Autism wasn’t really ever a thought for me until my senior year of high school. Sure, I had difficulties in school and life, but they were just difficulties, in my mind they weren’t connected with autism.
I always knew I was different from the other kids. I remember for a long time wanting to be normal and fit in. I wanted to belong, and find people like me. During my junior year of high school, I figured out that I’m always going to be different, and that’s ok. I’m probably never going to find anyone quite like me.
During my senior year of high school, my dad found a support group for people and parents of kids with autism. At that time I was for the most part fine with life, but we decided to just see what it was about. When we got there, it was just parents. I was the only person on the spectrum there.
When I talked a bit about my life, the group hung on my every word.

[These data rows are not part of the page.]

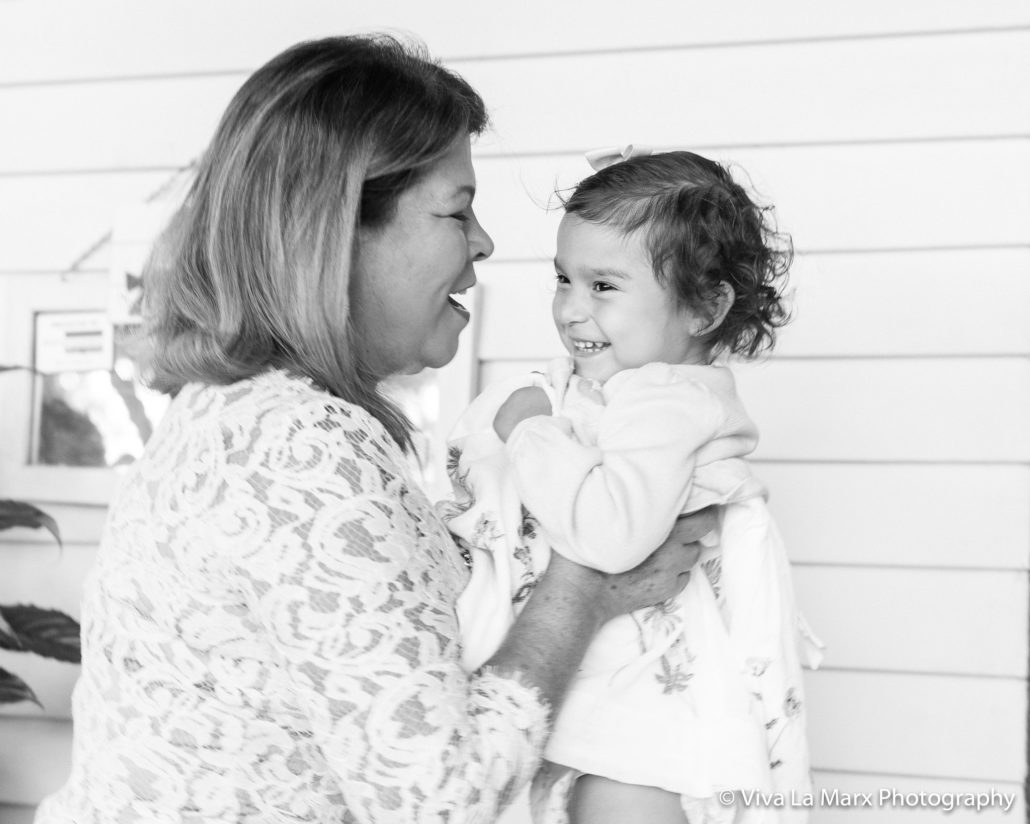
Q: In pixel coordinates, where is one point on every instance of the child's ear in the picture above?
(719, 306)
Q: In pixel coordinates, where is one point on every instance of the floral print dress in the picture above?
(698, 695)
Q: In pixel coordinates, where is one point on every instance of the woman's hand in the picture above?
(521, 404)
(661, 576)
(572, 603)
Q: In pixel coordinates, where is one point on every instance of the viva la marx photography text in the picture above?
(885, 797)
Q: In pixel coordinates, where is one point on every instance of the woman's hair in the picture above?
(700, 229)
(253, 271)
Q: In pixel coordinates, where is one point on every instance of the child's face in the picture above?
(610, 310)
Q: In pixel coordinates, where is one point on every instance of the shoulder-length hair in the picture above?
(253, 271)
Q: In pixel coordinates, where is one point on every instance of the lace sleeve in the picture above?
(348, 585)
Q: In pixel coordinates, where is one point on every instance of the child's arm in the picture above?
(521, 404)
(608, 506)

They were in awe. Their kids were in the elementary school age. They were just starting to adapt to the struggles they had recently identified. I was a vision of hope for their children’s’ futures. They saw a confident, eloquent, college bound young man.
Later, while I was in college, my dad suggested that after I get settled in life, he and I could write a book that focuses on my experience with Autism. Then it dawned on me. I was in college to learn filmmaking. Why don’t I take that idea and make a movie instead? In Fall 2012, I started thinking about ideas for a capstone project. I realized that the scale of the project lined up well with the autism idea.
I discussed the idea with people, and I kept hearing the phrase, “I wouldn’t have known you had it if you didn’t tell me.”
Hearing that over and over lead me to the ultimate message of the documentary. I want there to be an awareness of autism, so people can recognize behaviors. I also want the people on the spectrum to be able to adapt to the point where they can function in society.